Cependant, des individus et des mouvements de résistance créent une presse clandestine, qui publie plus de 1 000 titres au cours de la guerre. Les périodicités et les tirages sont extrêmement variables, mais quelques journaux, Combat, Franc-Tireur, Défense de la France, Libération, diffusent jusqu’à 300 000 exemplaires certains de leurs numéros à la fin de la guerre. Enfin, les radios participent à « la guerre des ondes » : l’émetteur suisse Sottens connaît une forte audience qui révèle un besoin d’informations plus fiables. La BBC met ses émetteurs au service des gouvernements en exil à Londres. Churchill confie des émissions à la France Libre et au général de Gaulle ; l’appel du 18 juin 1940 est peu entendu, mais les discours du général et l’émission « Les Français parlent aux Français » sont de plus en plus suivis.
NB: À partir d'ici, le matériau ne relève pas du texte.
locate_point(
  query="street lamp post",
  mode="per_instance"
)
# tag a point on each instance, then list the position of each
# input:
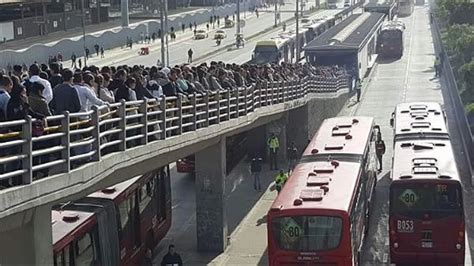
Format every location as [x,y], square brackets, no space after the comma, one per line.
[297,32]
[238,18]
[83,32]
[162,35]
[276,13]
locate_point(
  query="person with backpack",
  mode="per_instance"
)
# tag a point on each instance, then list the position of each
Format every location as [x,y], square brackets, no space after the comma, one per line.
[190,55]
[256,169]
[379,150]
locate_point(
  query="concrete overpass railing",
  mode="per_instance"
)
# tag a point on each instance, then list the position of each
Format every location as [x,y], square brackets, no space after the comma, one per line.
[31,155]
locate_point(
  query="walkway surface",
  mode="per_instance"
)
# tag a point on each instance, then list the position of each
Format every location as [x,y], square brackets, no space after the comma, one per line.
[203,49]
[390,83]
[77,32]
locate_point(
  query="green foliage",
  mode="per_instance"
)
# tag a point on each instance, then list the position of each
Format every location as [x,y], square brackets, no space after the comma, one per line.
[458,38]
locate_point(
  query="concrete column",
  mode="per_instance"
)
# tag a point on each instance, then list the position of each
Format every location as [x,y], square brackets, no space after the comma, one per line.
[26,238]
[278,128]
[297,129]
[211,222]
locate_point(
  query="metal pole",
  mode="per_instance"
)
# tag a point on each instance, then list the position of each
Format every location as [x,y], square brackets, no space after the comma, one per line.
[276,12]
[162,35]
[297,32]
[124,7]
[238,17]
[166,32]
[84,32]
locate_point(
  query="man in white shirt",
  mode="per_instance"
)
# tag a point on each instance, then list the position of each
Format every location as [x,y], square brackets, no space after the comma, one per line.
[34,77]
[86,96]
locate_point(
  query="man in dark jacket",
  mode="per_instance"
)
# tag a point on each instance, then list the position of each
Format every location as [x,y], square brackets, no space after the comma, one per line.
[65,97]
[256,169]
[171,258]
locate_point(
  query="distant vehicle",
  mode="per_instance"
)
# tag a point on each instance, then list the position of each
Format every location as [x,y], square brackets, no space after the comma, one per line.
[426,213]
[186,165]
[201,34]
[390,41]
[321,215]
[229,23]
[220,34]
[332,4]
[405,7]
[116,225]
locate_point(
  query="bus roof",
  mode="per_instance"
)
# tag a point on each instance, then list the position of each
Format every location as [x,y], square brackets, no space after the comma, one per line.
[114,191]
[64,223]
[341,135]
[424,160]
[301,191]
[412,120]
[393,25]
[325,183]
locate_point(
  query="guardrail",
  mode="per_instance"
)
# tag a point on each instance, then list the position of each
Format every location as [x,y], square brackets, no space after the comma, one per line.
[73,139]
[454,97]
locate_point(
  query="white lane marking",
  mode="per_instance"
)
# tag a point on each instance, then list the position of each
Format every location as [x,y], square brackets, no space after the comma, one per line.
[410,48]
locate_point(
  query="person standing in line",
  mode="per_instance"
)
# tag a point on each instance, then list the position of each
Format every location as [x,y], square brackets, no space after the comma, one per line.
[256,169]
[190,55]
[292,154]
[358,87]
[172,258]
[273,144]
[280,180]
[73,60]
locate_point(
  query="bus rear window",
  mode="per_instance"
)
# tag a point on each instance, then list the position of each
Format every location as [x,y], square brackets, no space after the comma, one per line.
[307,233]
[414,200]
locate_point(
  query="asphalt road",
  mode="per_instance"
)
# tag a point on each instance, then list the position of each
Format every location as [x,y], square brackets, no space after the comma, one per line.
[406,80]
[178,50]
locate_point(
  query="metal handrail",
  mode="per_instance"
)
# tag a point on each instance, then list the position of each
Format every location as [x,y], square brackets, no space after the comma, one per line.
[87,136]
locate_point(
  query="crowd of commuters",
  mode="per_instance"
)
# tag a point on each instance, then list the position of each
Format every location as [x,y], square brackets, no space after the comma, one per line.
[43,90]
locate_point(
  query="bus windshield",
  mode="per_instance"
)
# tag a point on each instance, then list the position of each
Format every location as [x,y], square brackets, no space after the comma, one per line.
[307,233]
[416,200]
[390,36]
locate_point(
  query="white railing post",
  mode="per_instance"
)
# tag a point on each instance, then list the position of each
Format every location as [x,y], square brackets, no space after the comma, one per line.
[27,150]
[143,109]
[179,103]
[123,125]
[163,116]
[206,101]
[95,119]
[66,143]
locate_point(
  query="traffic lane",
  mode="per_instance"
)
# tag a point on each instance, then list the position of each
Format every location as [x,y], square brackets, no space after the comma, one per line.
[178,51]
[405,80]
[385,90]
[244,54]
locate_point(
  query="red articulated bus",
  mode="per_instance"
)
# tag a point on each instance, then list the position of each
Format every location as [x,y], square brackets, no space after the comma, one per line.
[116,225]
[426,215]
[321,216]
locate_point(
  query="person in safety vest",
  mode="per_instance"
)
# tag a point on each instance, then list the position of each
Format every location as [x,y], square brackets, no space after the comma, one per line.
[280,180]
[379,150]
[273,145]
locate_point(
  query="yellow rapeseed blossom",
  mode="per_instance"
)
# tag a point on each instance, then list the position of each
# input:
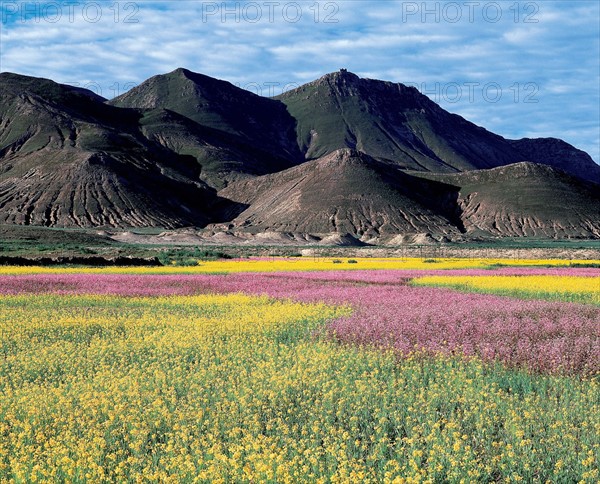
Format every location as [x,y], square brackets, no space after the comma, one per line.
[294,264]
[237,388]
[564,288]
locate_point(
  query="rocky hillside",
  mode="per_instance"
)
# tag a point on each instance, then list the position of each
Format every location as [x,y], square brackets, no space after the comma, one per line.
[344,156]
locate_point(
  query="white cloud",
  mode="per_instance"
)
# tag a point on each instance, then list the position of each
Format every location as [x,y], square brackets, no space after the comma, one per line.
[560,53]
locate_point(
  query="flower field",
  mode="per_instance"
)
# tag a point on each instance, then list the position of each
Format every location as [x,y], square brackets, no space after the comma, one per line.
[414,374]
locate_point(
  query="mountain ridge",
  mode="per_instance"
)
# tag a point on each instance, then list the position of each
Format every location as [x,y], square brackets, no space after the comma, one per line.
[361,158]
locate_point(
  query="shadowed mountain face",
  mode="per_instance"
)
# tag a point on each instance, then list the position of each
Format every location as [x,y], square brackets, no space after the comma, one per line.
[340,155]
[67,159]
[346,192]
[395,122]
[260,122]
[526,200]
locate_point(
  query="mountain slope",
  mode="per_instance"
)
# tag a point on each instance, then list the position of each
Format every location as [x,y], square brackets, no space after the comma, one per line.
[526,199]
[345,192]
[222,157]
[68,159]
[261,122]
[394,122]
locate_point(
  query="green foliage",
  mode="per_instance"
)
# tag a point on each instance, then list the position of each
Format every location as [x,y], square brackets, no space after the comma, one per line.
[190,257]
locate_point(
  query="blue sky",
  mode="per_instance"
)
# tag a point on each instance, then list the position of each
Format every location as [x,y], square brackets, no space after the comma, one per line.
[518,68]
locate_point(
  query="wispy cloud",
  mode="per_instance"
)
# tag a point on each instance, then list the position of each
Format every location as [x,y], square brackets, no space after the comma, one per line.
[550,47]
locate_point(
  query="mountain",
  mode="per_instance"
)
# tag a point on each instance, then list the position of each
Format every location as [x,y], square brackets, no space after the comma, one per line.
[260,122]
[394,122]
[69,159]
[345,192]
[526,200]
[349,192]
[221,157]
[343,157]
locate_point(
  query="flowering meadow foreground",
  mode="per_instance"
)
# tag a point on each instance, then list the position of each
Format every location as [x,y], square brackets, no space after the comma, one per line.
[422,373]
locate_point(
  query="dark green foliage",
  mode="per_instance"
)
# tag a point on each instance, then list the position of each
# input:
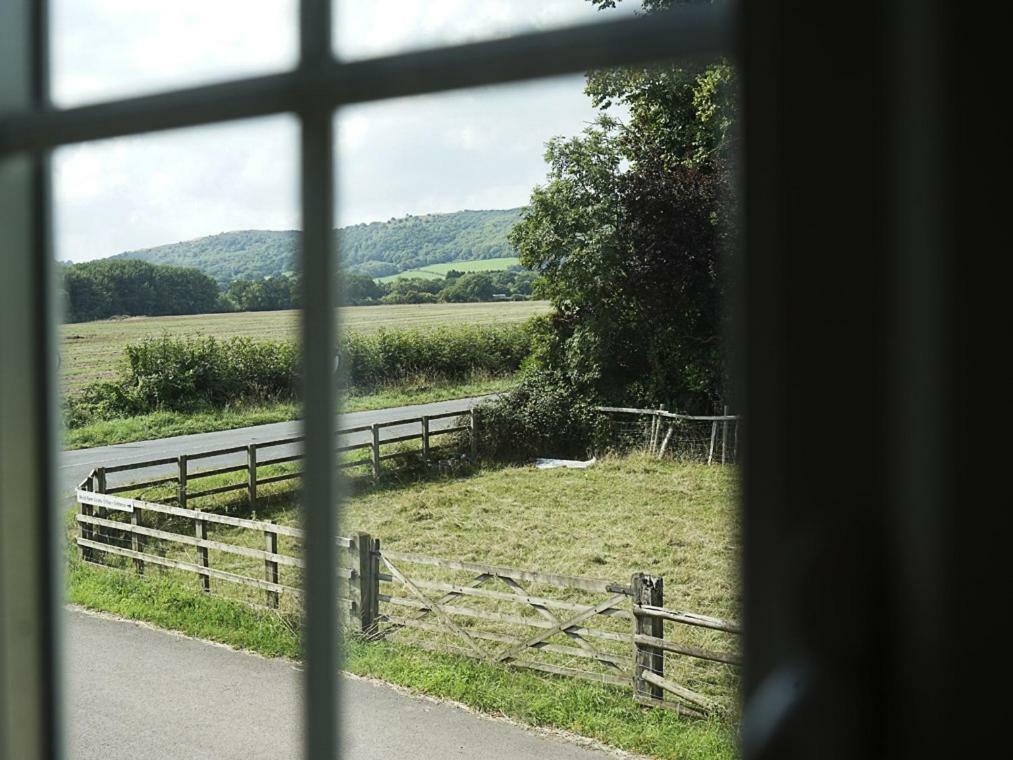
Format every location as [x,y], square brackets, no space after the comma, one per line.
[244,254]
[416,241]
[388,357]
[543,416]
[97,290]
[196,374]
[375,249]
[361,290]
[624,237]
[475,286]
[626,233]
[269,294]
[459,287]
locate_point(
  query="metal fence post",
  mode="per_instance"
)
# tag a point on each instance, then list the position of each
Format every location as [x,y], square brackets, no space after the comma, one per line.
[376,452]
[647,591]
[369,582]
[270,566]
[201,532]
[473,434]
[85,509]
[713,440]
[135,539]
[251,474]
[181,490]
[724,436]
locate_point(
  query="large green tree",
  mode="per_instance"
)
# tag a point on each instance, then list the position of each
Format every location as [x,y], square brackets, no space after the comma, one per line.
[626,232]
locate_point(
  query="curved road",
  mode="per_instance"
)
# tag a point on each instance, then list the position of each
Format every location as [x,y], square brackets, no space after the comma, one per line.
[136,693]
[75,465]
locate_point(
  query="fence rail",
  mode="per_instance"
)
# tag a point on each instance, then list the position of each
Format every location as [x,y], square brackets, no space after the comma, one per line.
[185,474]
[709,438]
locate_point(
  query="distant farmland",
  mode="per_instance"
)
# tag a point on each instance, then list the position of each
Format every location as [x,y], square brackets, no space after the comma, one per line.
[90,351]
[439,271]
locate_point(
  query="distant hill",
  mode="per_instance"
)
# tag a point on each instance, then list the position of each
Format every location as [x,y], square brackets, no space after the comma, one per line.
[376,249]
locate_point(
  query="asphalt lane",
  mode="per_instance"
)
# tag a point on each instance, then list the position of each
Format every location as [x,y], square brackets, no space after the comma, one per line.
[137,693]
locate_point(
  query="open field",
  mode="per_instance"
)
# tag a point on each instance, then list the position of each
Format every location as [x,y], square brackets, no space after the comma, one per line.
[624,515]
[90,351]
[439,271]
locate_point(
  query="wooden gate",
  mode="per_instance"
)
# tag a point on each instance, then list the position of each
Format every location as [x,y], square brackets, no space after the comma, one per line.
[561,624]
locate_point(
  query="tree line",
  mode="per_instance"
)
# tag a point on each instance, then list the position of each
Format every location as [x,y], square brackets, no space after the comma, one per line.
[99,290]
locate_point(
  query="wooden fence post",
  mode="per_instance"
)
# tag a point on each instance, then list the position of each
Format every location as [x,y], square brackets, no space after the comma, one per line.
[724,436]
[376,452]
[269,565]
[369,582]
[135,539]
[181,490]
[201,532]
[647,591]
[251,474]
[473,435]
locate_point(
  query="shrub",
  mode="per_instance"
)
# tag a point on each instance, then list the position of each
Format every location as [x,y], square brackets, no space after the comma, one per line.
[190,374]
[447,355]
[543,416]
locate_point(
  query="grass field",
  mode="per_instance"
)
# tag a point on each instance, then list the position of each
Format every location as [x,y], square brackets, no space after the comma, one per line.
[439,271]
[678,520]
[90,351]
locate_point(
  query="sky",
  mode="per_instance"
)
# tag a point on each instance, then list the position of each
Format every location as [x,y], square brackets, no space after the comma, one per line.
[472,149]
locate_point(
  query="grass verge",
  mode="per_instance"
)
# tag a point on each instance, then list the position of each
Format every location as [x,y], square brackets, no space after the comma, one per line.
[168,424]
[677,520]
[601,712]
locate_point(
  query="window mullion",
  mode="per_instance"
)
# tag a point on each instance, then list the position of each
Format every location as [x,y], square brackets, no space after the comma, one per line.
[320,497]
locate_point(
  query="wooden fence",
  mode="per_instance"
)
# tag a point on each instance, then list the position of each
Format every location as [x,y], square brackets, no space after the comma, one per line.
[606,631]
[253,455]
[706,438]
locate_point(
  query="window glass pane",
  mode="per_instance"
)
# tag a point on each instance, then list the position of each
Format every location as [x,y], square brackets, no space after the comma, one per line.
[166,370]
[106,49]
[365,29]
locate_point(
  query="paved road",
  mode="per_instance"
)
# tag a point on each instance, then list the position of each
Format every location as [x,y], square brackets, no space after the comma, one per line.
[75,465]
[136,693]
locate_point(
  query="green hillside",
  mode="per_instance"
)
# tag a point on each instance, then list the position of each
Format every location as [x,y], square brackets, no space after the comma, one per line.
[377,249]
[439,271]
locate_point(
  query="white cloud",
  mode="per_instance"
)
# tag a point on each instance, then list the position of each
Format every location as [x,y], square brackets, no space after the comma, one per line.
[472,149]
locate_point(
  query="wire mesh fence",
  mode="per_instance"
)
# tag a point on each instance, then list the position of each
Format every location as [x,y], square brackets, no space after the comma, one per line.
[711,439]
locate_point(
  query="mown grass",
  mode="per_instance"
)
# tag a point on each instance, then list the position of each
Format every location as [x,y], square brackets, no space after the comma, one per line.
[92,351]
[623,515]
[167,424]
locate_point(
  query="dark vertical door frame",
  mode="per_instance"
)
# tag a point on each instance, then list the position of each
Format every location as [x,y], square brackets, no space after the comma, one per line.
[813,331]
[30,587]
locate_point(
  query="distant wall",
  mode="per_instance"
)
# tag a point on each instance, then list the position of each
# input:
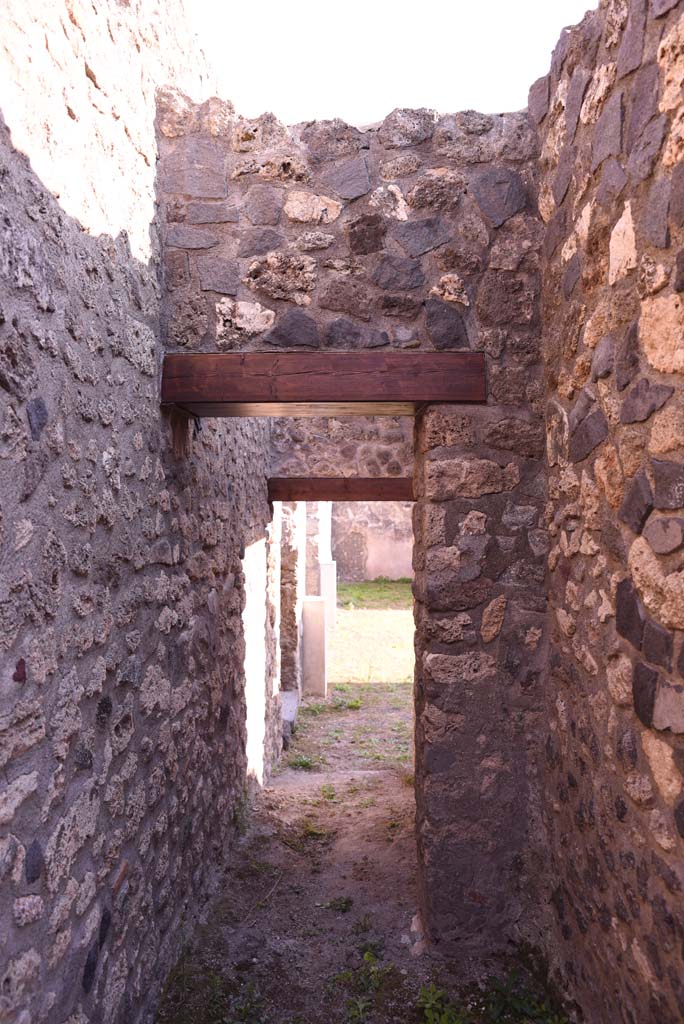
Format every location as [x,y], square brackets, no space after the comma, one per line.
[611,115]
[373,539]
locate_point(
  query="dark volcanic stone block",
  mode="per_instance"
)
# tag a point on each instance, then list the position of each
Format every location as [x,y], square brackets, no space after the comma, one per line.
[608,131]
[629,613]
[418,237]
[294,329]
[35,862]
[349,178]
[669,484]
[538,99]
[37,416]
[500,194]
[589,435]
[665,535]
[218,274]
[399,305]
[561,181]
[646,148]
[396,272]
[612,181]
[678,275]
[556,232]
[183,237]
[656,644]
[575,94]
[259,241]
[211,213]
[679,811]
[638,503]
[644,399]
[644,103]
[644,688]
[197,167]
[582,407]
[677,196]
[602,359]
[571,275]
[632,45]
[660,7]
[653,220]
[505,298]
[263,204]
[343,333]
[367,233]
[627,356]
[90,968]
[445,326]
[347,296]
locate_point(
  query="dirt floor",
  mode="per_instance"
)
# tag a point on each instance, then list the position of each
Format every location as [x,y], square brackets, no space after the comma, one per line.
[314,922]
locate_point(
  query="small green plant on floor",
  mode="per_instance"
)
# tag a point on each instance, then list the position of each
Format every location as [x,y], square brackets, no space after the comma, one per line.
[362,926]
[507,1001]
[341,903]
[302,762]
[246,1008]
[436,1008]
[380,593]
[357,1009]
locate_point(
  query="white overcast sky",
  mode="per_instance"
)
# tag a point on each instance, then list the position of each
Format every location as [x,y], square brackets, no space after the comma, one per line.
[358,59]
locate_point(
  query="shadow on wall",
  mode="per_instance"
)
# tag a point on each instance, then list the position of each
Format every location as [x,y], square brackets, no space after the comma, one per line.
[373,539]
[123,583]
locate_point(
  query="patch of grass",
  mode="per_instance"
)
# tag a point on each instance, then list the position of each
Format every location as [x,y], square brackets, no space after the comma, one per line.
[380,593]
[507,1001]
[246,1008]
[342,904]
[362,926]
[302,762]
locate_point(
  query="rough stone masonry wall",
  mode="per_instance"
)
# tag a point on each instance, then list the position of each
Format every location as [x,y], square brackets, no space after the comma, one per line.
[421,232]
[325,237]
[122,729]
[373,539]
[611,115]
Radio-Brazzaville, puis à partir de 1943, Radio-Alger, viennent compléter la panoplie de la France Libre.

À la Libération, le Gouvernement provisoire procède à une vaste restructuration des médias : la radio est nationalisée, ainsi que l’Agence Havas qui devient l’Agence France-Presse, les journaux ayant continué de paraître sous l’Occupation sont interdits et leurs biens sont confiés aux équipes de résistants ou aux partis politiques qui créent de nouveaux journaux. Une épuration des journalistes est également menée, mais elle ne touche que les ténors de la collaboration (Jean Luchaire, Georges Suarez).

La restructuration de la Libération se traduit par un contrôle étroit de la radio et de la télévision publique, la Radiotélévision française (RTF) créée en 1949, qui devient l’ORTF en 1964. Toutefois, la radio connaît une relative concurrence avec les radios périphériques, notamment Radio Luxembourg, puis Europe 1, créée en 1955 : ces stations adoptent un ton plus neutre et attirent facilement les jeunes (l’émission « Salut les copains »). L’écoute de la radio s’est généralisée : plus de 90 % des foyers français possèdent un poste. À la fin des années 1950, l’arrivée du poste à transistors permet aux foyers d’avoir des équipements plus nombreux et plus petits. Surtout, le transistor est le premier appareil de la mobilité qui permet l’individualisation de l’écoute : les jeunes peuvent l’emmener dans leur chambre, dans les « surprise parties », il peut s’écouter en voiture ou à la plage. Lors du putsch d’avril 1961, les soldats du contingent écoutent le général de Gaulle dans leurs casernes ou au « bled » et refusent d’obéir aux ordres des officiers rebelles.

Médias et journalistes dans les crises politiques : la Ve République

Sous la IVe comme sous la Ve République, les gouvernements successifs utilisent radio et télévision comme des instruments de propagande, alors que la télévision occupe une place de plus en plus importante dans les foyers : 1 million de postes en 1958, 10 millions en 1969. Toutefois, ce n’est qu’à la fin des années 1970 que l’équipement dépasse les 90 % des ménages. L’opposition communiste et gaulliste sous la IVe ou l’opposition de gauche sous la Ve sont longtemps interdites d’antenne.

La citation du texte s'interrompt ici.